RLEW compression is a modified form of RLE Compression in which words, not bytes, are the basic units of compression. Because of this, RLEW compression tends to be much more standardized than RLE, but less often used.
This form of compression is preferred for files that themselves have words, not bytes as the basic form of compression, such as the Commander Keen 1-3 Level format, since we can expect the repetition of the same two byte sequence many times, something that is poorly compressed by RLE. Large files, especially those with long repetitive stretches are also compressed very well, and RLEW is easy both to write and to read.

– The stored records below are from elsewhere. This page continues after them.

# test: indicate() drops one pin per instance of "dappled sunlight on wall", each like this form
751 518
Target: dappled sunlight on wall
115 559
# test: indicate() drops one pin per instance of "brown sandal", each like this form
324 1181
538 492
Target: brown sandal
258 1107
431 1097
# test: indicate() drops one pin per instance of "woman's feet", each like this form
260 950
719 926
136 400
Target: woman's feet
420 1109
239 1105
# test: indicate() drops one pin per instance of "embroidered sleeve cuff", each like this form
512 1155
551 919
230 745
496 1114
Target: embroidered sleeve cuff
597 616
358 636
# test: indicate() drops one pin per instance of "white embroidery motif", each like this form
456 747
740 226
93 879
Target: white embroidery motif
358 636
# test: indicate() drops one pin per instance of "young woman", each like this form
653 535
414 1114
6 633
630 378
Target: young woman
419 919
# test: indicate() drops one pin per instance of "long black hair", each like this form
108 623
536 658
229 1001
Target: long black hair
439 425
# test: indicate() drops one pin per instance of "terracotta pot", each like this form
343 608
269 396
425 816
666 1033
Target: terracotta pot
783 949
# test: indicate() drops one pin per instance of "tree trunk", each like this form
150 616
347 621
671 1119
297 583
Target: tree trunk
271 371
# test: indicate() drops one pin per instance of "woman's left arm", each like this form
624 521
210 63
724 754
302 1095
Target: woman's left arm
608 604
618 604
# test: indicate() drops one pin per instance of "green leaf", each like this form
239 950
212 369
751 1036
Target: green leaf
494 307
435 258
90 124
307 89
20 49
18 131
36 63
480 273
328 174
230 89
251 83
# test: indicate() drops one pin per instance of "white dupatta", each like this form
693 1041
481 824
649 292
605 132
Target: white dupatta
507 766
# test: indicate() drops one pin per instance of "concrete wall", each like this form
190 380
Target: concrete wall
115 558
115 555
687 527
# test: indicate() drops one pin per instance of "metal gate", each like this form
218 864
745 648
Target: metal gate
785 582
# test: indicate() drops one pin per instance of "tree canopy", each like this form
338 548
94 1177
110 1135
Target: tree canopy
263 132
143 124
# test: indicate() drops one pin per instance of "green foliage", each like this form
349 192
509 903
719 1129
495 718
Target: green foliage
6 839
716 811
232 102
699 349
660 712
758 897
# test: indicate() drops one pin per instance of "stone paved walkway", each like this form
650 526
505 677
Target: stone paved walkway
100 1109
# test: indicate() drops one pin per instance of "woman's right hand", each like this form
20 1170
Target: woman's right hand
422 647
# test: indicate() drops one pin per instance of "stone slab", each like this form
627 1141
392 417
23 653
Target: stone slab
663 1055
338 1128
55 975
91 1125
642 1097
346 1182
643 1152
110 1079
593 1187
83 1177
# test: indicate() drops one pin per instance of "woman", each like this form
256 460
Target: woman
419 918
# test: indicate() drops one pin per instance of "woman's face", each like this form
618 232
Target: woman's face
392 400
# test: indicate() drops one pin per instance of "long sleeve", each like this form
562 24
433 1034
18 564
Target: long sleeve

Unlike RLE compression, which has a number of differing means of compressing bytes, the format for RLEW is almost universally the same. A flag, almost always $FEFE is followed by two words, the number of times to repeat the next word, and the word to be repeated. Any non-flag words are copied as is.
Thus unlike RLE, which is usually limited to repeat counts of 128, RLEW repeat counts are almost unlimited. It is also usually very easy to 'minimally compress' data in this manner by simply copying everything except values of $FEFE which must become $FEFE $0001 $FEFE to avoid being mistaken for flags.
Data is usually read from the start of a file to the end, but many implementations have the size of the decompressed data at the file start as either a check or a means of stopping decompression/
A simple algorithm for decompressing this format is as follows;
1.) If implemented, get the first dword in the file, [Final Length] 2.) If [Length of data so far] < [Final Length] then: 3.) Get a word 2.) Is this word $FEFE? -> If yes; Get the next two words (Word1 and Word2) Copy Word2 [Word1] times Move forward three words and got to 2.) -> If no; Copy the word Move forward a word and go to 2.)
This is almost exactly the same as RLEW compression. The only difference is that it operates on bytes instead of words. The flag value for this compression is $FE in most cases.